¡Hola, visitante curioso!
Yo soy Marah, y siempre he sido bastante desastre.
Me pasaba la vida corriendo de un lado a otro, tratando de hacer mil cosas a la vez y sintiendo que siempre llegaba tarde a todo, que siempre lo dejaba todo a medias.
¿Te suena?
Me engañaba a mí misma diciéndome que el mundo iba muy rápido y que yo tenía que seguir su ritmo. En fin, que la vida era así y punto.
Y en esa carrera se iban amontonando los días, los meses y los años, uno tras otro. Sin disfrutar del tiempo, que es el regalo más preciado. Sin aprovecharlo.
Pero, un día, la vida me dio un tortazo con la mano abierta.
Me hizo pararme en seco y, a la vez, correr más rápido de lo que había corrido jamás. En una prueba médica como otra cualquiera debida a unas molestias leves, a mi chico le detectaron un tumor.
Un cáncer.
Pocas palabras tienen tanta fuerza y dan tantísimo miedo.
Durante diez segundos, me vine abajo. ¿Has sentido alguna vez que el mundo tira del freno de mano y te da seis vueltas de campana? Pues así.

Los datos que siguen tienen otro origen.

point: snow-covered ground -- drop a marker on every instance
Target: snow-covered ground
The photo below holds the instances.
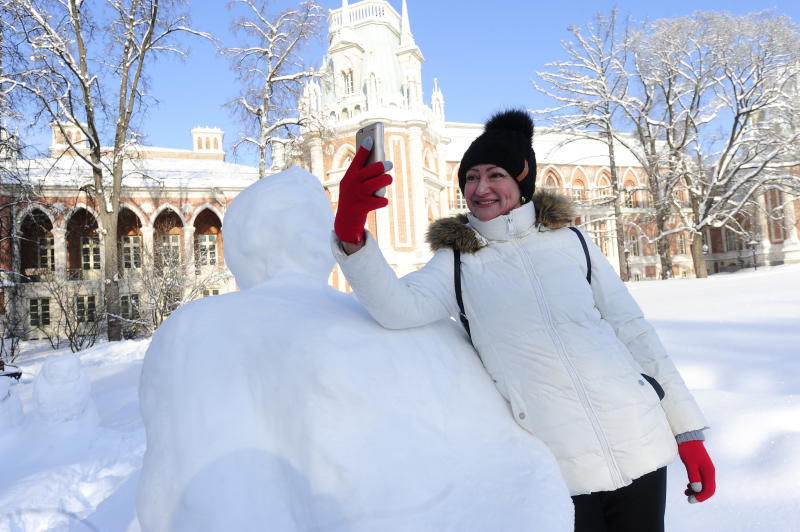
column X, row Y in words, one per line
column 735, row 337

Pero solo fueron diez segundos, porque ahí sí que no había tiempo que perder.
Y corrí, corrí mucho, porque mi universo se había parado.
Corrí con la energía y la fuerza de dos durante meses, porque no quedaba otra opción.
Y en ese camino encontré muchas cosas extraordinarias.
Conocí personas increíbles que nos llenaron de amor y ánimo.
Descubrí que, con la motivación suficiente, todos podemos ser capaces de hacer lo que antes nos parecía inimaginable.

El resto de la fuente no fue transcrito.